4.8.19

The Universal Herbal: Comarum Palustre; Marsh Cinquefoil.

The Universal Herbal;
or botanical, medical and agricultural dictonary.
Containing an account of All the known Plants in the World, arranged according to the Linnean system. Specifying the uses to which they are or may be applied, whether as food, as medicine, or in the arts and manufactures.
With the best methods of propagation, and the most recent agricultural improvements.
collected from indisputable Authorities.
Adapted to the use of the farmer - the gardener - the husbandman - the botanist - the florist - and country housekeepers in general.
By Thomas Green.
Vol. I
Liverpool.
Printed at the Caxton Press by Henri Fisher.

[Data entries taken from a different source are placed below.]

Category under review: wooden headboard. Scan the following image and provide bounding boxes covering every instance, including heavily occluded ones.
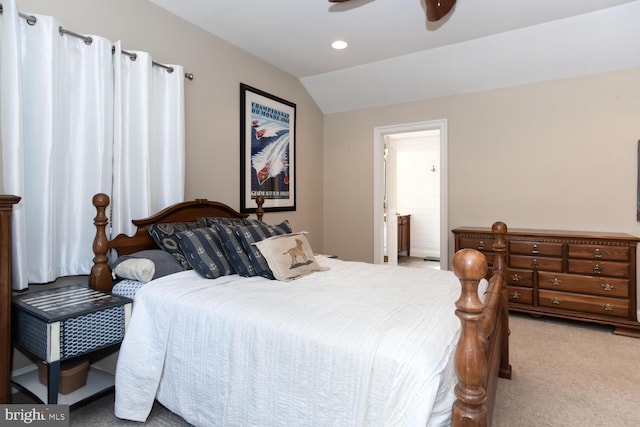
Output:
[89,193,264,292]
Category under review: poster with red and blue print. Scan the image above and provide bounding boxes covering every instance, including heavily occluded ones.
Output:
[240,83,296,212]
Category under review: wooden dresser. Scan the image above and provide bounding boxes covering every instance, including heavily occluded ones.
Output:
[0,196,20,404]
[398,215,411,256]
[452,227,640,338]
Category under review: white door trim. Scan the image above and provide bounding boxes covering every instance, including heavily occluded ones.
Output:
[373,119,449,270]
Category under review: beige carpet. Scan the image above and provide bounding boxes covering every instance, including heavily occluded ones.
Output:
[493,314,640,427]
[17,314,640,427]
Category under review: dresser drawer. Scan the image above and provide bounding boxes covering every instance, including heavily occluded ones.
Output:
[538,272,629,298]
[507,286,533,305]
[509,240,563,258]
[538,289,629,317]
[509,255,562,271]
[460,237,496,252]
[569,259,629,279]
[569,244,629,261]
[507,268,533,288]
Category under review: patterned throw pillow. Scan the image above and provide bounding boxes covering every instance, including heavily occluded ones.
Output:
[196,216,244,227]
[175,228,235,279]
[145,221,202,270]
[255,232,326,281]
[213,224,256,277]
[215,220,291,279]
[235,221,291,280]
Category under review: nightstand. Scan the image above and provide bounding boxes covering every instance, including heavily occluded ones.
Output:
[12,285,132,404]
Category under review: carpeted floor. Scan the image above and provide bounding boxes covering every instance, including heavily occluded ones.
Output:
[11,314,640,427]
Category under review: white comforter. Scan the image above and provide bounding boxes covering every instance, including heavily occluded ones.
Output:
[115,257,460,427]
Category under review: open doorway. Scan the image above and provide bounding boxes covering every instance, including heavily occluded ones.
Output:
[374,120,449,269]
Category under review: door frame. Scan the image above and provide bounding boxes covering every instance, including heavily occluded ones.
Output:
[373,119,449,270]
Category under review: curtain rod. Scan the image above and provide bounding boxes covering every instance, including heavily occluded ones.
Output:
[0,4,193,80]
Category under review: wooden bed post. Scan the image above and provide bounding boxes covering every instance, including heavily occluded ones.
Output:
[491,222,511,379]
[451,249,488,427]
[89,193,112,292]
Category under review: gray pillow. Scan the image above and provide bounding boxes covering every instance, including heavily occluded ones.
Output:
[111,249,185,282]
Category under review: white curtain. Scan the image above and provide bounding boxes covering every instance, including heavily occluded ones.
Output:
[111,42,185,235]
[0,0,184,289]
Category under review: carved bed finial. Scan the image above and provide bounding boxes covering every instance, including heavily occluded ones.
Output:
[89,193,111,292]
[451,249,488,427]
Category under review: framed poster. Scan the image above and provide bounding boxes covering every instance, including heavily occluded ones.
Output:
[240,83,296,213]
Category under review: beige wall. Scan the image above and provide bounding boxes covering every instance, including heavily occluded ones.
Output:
[323,69,640,261]
[18,0,323,248]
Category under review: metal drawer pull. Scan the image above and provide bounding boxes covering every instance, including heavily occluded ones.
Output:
[600,283,618,291]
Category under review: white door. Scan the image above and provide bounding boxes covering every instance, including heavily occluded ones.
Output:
[385,138,398,265]
[373,119,449,270]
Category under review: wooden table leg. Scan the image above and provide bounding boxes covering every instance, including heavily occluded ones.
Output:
[47,360,60,405]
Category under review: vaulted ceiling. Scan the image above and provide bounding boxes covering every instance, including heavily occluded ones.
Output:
[150,0,640,114]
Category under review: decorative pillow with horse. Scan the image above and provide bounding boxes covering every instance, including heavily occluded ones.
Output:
[254,232,326,281]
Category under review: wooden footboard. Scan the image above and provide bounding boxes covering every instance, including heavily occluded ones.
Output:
[451,222,511,427]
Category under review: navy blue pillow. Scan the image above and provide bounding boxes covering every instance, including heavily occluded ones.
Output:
[146,221,202,270]
[235,220,291,280]
[213,224,256,277]
[175,228,235,279]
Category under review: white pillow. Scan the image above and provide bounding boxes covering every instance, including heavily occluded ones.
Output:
[254,232,326,281]
[113,258,156,282]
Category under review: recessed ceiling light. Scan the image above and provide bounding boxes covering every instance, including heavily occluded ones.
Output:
[331,40,349,50]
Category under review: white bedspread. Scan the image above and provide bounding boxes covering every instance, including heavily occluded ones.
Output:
[115,257,460,427]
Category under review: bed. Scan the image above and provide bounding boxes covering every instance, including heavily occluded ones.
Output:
[89,194,511,426]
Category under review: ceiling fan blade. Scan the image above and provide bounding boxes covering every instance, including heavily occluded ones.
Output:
[424,0,456,22]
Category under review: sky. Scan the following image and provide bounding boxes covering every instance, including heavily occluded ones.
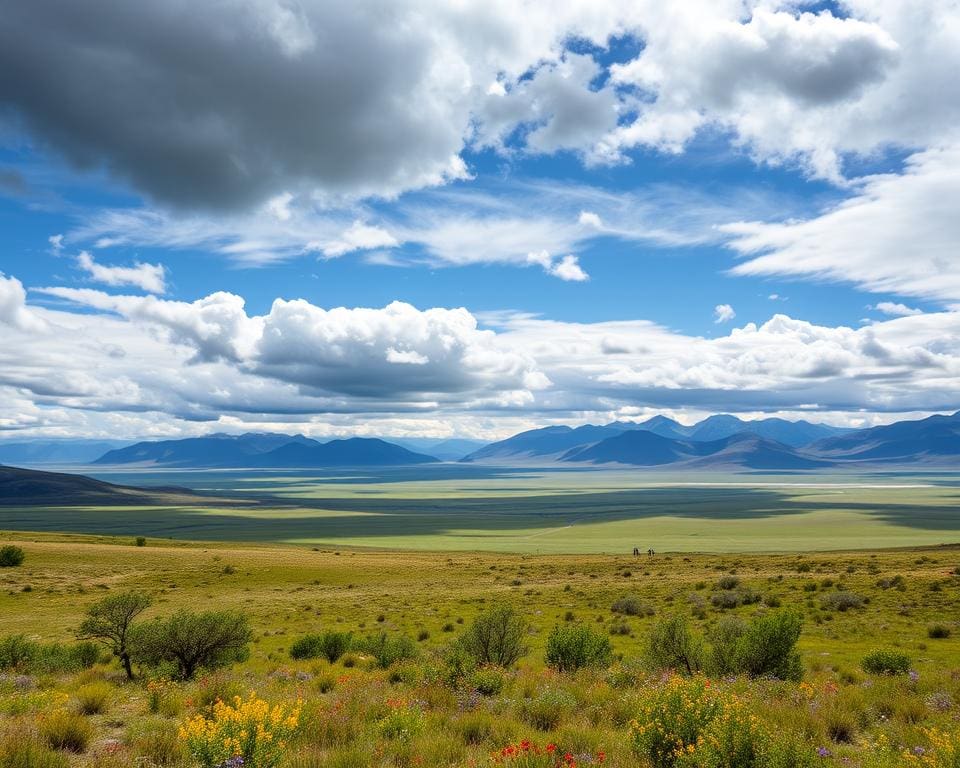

Printer in Ordinary to His Majesty.
1824
This plant has creeping woody roots, which send out many black fibres, penetrating deep into boggy ground; stems many, herbaceous, about two feet high, generally inclining to the ground: at each joint is one leaf, composed of five, six, or seven leaflets. The petals are not more than a third part of the size of the calix.-Native of most parts of Europe, on boggy ground. A few plants grow upon a bog at Hampstead; but the nearest place to London where it grows wild in plenty, is in the meadows near Guilford in Surry. It is found at Selburne in Hampshire, near Bromsgrove Lickey in Worcester shire, Gambingay in Cambridgeshire, in Norfolk, near Col chester in Essex, Giggleswick Tarn near Settle, and also in Scotland, and Ireland. It flowers in June. The roots dye wool of a dirty red colour; and have astringency enough, with other plants of the same order, to tan leather. The Irish rub their milk-pails with it, to make the milk appear thicker and richer. Goats eat it. Cows and sheep are not fond of it. Horses and swine refuse it. There is a variety with thicker and more villose leaves, which grows plentifully in the north of England, and in Ireland; but after one year's growth in a garden, it cannot be distinguished from the common sort. As this plant is a native of bogs, it cannot well be preserved in a garden, except it be planted in a soil resembling that in which it naturally grows. The roots may be removed from the place of their growth in October, and will be in no danger of failing, if they be planted in boggy ground.